Superstar Arnold Schwarzenegger shares similar convictions. He used visualization techniques to fulfill his aspirations of becoming a body builder, imagining he would win the title of Mr. Universe, and following up by behaving as if he had already won it. He indeed manifested his vision, taking the Mr. Universe title just a few years later. As for his fellow gym mates who would say, “I want to train because I think that if I get muscular enough, maybe I can enter a body building competition,” Arnold says, “You can detect right away those that are going to be shaky, and that will fall behind, and those that are very hungry, and that hunger you will have to develop. You gotta create a goal for yourself whatever that may be, a short-term goal and a long-term goal, and you gotta go after that. And if you don’t see it, and if you don’t believe it, who else will? The body is very important, but the mind is more important than the body….So you gotta go to the gym and feel like every rep that you do is getting you one step closer to that goal to make that vision that you have turn into reality.” 

Next, Arnold applied the same mental technique to his goal of becoming an actor. “So now you apply that principle into acting….Let’s visualize what am I shooting for. Okay, I want to be another Clint Eastwood. So that’s what I’m going after. And that same principle works. Even though there are so many people around that would say you will never make it because you have an accent, because your body is too big, and your name is Schwarzschnitzel or whatever–you know, who can pronounce that? But you know it doesn’t matter if anybody else knows, if anybody else believes in it. But all that matters is that you know. And you know that that principle–visualizing yourself as a star–will work and all you have to do now is go towards that vision.” For Arnold, the practical work included going to acting class everyday as well as working on his accent.

Research has shown that creative visualization is most powerful when it’s not pure fantasy, but rather when it focuses on seeing yourself putting in the proper work to achieve your success. Expecting success as a result of persistent effort, and addressing real obstacles, can motivate you to keep moving forward; whereas, putting hope into unfounded fantasy can actually prevent the necessary work from being accomplished. So, while an Olympian swimmer might benefit from envisioning him or herself swimming past the other competitors and tagging the wall first, an amateur swimmer would do well to focus on the fundamentals of each swim stroke. Keeping your visions at your level will help you establish positive behaviors that have a better chance of becoming habits.
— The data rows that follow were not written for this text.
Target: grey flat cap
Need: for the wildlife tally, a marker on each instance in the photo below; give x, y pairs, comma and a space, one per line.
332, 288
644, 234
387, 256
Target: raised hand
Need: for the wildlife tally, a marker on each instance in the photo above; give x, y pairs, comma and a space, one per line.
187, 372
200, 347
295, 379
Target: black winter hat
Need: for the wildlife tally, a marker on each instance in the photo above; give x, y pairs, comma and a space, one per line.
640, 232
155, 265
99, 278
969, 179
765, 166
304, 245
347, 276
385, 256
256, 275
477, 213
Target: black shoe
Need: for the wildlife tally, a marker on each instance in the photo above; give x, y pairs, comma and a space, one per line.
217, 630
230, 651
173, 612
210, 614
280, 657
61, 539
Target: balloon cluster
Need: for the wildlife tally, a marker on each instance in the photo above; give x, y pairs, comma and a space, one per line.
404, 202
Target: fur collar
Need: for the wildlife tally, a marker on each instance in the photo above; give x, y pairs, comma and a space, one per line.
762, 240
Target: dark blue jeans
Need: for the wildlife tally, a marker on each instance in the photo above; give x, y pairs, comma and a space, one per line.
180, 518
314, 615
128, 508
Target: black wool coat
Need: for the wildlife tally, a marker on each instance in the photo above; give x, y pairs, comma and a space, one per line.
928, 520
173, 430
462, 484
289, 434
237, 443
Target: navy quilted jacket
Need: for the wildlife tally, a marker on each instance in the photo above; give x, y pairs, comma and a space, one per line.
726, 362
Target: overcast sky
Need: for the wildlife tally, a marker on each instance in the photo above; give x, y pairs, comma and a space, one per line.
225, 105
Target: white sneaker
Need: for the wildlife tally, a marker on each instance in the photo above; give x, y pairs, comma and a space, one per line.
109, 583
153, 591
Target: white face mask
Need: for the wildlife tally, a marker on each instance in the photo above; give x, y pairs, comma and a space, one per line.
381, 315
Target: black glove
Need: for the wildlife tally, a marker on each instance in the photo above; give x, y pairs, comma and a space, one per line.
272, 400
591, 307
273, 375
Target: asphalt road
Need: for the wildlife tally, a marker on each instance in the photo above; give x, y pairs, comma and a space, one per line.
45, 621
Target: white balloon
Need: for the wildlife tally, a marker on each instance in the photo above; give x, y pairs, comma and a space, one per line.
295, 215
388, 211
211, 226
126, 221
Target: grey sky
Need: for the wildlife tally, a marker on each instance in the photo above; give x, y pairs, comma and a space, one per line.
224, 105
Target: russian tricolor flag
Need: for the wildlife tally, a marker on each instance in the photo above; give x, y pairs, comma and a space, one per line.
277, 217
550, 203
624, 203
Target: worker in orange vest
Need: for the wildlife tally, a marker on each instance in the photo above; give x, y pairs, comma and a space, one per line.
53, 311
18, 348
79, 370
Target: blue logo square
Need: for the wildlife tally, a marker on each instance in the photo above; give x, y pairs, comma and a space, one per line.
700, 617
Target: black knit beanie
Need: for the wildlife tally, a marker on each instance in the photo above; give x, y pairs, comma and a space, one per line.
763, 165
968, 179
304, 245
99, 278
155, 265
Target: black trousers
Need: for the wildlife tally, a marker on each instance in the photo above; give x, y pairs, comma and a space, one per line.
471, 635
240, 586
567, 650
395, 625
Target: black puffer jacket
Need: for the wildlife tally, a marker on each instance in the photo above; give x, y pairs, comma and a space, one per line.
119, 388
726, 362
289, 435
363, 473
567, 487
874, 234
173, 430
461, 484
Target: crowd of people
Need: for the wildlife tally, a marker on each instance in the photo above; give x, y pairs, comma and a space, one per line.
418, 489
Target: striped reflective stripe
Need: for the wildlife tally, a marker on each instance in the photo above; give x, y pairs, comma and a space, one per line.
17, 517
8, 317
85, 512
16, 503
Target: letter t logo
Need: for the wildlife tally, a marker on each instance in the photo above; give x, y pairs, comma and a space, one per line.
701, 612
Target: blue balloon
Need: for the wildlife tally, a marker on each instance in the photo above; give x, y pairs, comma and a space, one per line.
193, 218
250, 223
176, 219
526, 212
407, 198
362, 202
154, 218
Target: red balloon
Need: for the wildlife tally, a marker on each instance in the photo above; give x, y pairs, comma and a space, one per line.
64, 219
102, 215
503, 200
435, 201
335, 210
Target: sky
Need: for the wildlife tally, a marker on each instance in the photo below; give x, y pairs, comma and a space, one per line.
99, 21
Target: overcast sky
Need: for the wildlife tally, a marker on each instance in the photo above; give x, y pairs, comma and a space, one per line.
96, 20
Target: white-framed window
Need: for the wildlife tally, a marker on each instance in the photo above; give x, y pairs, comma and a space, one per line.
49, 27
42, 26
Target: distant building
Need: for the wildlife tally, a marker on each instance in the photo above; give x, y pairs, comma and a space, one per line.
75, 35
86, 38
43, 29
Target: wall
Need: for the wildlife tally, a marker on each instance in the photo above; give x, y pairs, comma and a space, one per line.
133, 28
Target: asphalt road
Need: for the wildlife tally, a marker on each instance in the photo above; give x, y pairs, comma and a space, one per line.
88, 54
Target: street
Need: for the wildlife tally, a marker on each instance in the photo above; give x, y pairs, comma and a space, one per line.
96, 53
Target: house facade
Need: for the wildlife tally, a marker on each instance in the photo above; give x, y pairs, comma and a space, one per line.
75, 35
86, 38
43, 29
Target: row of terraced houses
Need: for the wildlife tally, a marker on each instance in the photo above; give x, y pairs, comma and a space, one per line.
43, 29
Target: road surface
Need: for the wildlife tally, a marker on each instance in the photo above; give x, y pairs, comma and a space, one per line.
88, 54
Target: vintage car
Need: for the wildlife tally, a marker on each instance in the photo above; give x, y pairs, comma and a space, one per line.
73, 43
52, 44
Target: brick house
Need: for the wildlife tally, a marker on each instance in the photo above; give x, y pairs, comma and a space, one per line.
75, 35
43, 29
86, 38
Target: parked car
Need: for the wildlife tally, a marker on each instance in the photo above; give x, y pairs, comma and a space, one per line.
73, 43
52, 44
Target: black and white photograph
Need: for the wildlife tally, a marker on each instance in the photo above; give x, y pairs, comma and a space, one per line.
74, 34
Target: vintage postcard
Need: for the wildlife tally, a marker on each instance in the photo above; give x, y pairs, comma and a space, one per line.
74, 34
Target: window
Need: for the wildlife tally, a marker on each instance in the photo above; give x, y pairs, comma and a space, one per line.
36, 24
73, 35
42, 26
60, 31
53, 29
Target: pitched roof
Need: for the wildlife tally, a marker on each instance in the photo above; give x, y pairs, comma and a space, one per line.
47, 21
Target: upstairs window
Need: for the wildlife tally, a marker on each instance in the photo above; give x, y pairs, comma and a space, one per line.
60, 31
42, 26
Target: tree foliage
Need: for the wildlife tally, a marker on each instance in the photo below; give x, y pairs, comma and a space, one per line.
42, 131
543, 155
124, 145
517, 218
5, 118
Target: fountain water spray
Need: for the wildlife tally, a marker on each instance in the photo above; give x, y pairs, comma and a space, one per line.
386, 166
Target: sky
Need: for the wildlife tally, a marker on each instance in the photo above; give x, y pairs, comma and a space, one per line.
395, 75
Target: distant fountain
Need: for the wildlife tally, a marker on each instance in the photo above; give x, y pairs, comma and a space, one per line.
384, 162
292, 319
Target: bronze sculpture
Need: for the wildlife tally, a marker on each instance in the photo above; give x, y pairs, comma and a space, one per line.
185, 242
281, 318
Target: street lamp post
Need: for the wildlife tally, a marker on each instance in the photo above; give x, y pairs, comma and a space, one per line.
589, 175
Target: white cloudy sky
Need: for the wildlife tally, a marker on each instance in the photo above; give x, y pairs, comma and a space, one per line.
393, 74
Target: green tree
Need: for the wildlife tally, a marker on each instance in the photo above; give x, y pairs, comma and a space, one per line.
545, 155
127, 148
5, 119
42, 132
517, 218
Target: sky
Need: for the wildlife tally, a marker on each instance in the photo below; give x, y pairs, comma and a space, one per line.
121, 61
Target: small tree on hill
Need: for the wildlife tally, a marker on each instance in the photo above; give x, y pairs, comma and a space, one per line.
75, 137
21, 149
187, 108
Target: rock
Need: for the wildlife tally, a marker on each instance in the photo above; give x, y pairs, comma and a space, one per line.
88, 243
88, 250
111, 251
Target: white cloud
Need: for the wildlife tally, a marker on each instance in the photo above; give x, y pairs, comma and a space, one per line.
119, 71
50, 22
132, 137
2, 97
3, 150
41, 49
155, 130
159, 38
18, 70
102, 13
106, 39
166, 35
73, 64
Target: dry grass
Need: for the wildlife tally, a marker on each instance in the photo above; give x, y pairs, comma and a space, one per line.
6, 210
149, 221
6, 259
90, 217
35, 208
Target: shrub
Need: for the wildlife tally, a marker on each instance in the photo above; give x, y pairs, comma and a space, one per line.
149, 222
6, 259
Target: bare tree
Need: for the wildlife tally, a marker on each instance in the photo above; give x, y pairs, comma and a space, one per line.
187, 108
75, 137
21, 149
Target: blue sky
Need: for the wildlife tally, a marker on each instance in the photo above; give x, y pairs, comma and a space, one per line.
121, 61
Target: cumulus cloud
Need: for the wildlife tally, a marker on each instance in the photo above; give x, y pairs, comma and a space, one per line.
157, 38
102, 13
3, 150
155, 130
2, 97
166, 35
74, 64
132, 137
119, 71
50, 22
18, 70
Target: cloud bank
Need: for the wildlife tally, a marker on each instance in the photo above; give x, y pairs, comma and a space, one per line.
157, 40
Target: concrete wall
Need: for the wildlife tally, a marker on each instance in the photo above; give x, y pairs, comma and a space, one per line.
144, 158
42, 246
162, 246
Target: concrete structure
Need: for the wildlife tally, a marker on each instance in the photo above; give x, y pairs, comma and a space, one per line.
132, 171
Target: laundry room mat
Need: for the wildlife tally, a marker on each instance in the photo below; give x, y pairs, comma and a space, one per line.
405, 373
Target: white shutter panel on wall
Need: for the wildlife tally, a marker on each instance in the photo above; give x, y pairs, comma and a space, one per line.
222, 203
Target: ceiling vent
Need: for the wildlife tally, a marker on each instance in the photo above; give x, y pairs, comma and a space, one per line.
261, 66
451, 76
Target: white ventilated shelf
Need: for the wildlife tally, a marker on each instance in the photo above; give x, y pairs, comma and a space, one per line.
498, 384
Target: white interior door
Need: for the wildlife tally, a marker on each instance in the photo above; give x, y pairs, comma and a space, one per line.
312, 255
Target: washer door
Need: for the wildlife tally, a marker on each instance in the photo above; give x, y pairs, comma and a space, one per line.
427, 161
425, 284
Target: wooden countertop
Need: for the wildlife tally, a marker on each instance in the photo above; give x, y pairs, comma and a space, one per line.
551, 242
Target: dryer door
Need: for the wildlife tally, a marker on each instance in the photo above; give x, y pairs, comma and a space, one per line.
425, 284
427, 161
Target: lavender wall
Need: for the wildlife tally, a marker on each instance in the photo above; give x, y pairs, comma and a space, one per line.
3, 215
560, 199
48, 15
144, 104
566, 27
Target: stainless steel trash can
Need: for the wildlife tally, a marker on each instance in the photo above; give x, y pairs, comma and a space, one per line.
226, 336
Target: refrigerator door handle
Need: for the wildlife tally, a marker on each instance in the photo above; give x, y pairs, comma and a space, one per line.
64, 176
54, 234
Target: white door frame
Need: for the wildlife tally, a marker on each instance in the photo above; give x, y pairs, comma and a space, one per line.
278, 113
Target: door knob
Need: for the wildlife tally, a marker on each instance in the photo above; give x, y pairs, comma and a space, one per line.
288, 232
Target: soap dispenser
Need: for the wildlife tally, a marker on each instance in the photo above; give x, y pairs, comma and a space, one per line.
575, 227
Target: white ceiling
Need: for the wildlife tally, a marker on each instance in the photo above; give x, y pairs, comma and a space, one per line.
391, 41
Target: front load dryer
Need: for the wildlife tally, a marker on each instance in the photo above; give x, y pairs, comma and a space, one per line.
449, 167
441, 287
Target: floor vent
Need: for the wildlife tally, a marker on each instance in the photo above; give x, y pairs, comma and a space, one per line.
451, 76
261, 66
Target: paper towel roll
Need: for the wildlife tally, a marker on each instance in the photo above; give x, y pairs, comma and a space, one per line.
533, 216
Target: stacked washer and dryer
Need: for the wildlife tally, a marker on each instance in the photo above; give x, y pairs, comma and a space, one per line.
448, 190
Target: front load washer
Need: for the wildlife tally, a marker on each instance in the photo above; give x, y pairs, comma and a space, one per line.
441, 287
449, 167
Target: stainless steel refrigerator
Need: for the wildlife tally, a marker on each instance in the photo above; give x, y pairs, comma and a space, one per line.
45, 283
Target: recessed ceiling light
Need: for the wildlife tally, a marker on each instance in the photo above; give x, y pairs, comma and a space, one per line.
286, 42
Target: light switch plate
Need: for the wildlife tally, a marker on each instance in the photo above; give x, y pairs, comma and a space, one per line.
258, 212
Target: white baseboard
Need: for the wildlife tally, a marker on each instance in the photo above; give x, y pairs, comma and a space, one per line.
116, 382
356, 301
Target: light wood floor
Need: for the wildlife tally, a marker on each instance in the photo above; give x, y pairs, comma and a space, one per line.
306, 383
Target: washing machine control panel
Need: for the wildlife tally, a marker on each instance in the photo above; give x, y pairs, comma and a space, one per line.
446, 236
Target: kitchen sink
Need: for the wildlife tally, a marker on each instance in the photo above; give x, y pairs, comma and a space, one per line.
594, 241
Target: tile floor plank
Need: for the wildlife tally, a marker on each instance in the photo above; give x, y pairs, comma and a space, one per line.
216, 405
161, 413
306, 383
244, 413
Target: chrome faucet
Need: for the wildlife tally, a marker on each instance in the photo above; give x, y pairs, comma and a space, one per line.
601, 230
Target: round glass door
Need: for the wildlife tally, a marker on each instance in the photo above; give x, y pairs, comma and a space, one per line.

Positive habits help you overcome many challenges by allowing yourself to make several attempts to get it right.

So, aspiring actors–or I should say wildly successful and highly revered actors who are living the dream–what do you think about visualization? Do you believe these actors’ devotion to the power of mental pictures was actually vital to achieving their goals? And do you make a point to practice creative visualization yourself?